IVAC’s Dr. Shaun Truelove to Co-Lead Infectious Disease Modeling and Analytics Center
The Centers for Disease Control and Prevention’s Center for Forecasting and Outbreak Analytics recently established the Outbreak Analytics and Disease Modeling Network, a national network comprised of 13 centers around the country. Dr. Shaun Truelove, IVAC faculty and an assistant scientist at the Johns Hopkins Bloomberg School of Public Health, will be co-leading one of these centers, the Atlantic Coast Center for Infectious Disease Dynamics and Analytics (ACCIDDA), alongside colleagues from the University of North Carolina-Chapel Hill.
ACCIDDA will leverage the diverse expertise and experience of faculty from across Johns Hopkins University, including the Bloomberg School of Public Health, the School of Medicine, and the Whiting School of Engineering. Collaborators include individuals from the University of North Carolina-Chapel Hill, the Johns Hopkins Applied Physics Laboratory, the University of Florida, and the University of Pittsburgh. In addition to creating new modeling tools and establishing new data resources for disease surveillance, ACCIDDA will also serve as the OADM Network Coordinator.
ACCIDDA builds on the accomplishments of the team, including creating and running the COVID-19 Scenario Modeling Hub, JHU’s COVID-19 Map, JHU’s Novel Coronavirus Research Compendium, and numerous other research and response efforts across these institutions, which have been instrumental in guiding policy related to COVID-19. The team will continue modeling for COVID-19, influenza, and respiratory syncytial virus (RSV) and also plan to explore vector-borne diseases such as Zika, dengue, and chikungunya. “The general goal is to build tools that will make us more prepared in the future,” Dr. Truelove explained. “We don’t know what the next major crisis will be, but the idea is to build technologies that can be used for these different types of pathogens, or any new pathogen that comes along.” Although this work will have a domestic focus, these tools should also be generalizable to the broader global population.

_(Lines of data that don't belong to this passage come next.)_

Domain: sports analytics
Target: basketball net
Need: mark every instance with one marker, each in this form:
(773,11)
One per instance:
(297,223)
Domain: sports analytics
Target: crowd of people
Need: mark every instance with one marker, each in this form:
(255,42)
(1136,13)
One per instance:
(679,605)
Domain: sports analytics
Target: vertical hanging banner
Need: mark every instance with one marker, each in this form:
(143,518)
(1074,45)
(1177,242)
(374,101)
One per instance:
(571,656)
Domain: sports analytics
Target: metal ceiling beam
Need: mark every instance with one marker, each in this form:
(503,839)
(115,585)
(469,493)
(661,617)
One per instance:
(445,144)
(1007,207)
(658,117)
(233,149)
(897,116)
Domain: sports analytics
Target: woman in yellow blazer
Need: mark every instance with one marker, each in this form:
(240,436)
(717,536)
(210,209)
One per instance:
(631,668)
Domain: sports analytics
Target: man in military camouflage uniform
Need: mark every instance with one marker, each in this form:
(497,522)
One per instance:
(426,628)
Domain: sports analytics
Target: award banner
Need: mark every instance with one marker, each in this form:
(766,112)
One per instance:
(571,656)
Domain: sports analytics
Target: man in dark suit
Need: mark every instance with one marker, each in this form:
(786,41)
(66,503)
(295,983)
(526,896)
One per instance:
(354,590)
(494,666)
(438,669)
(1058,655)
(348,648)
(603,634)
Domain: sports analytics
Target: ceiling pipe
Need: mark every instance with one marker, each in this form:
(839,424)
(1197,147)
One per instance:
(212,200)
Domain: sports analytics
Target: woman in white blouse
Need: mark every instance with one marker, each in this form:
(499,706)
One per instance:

As many public health decisions about outbreak response are made at the state, county, or local level, these tools will use localized data along with AI and machine-learning approaches to translate higher-level estimates, such as forecasts or scenario projections, to a more local scale, providing public health departments with more accurate and usable data at levels where critical response decisions are being made. This center also aims to develop programs to increase training and expertise in disease dynamics and analytics for direct public health engagement, ensuring that there are more individuals working within academic institutions and public health organizations with the expertise needed to respond to disease outbreaks.
With the goal of increased expertise and capacity to impact public health, ACCIDDA will be working directly with several public health partners, including the Maryland Department of Health, the North Carolina Department of Health and Human Services, the California Department of Public Health, the Baltimore City Health Department, and the Navajo Epidemiology Center.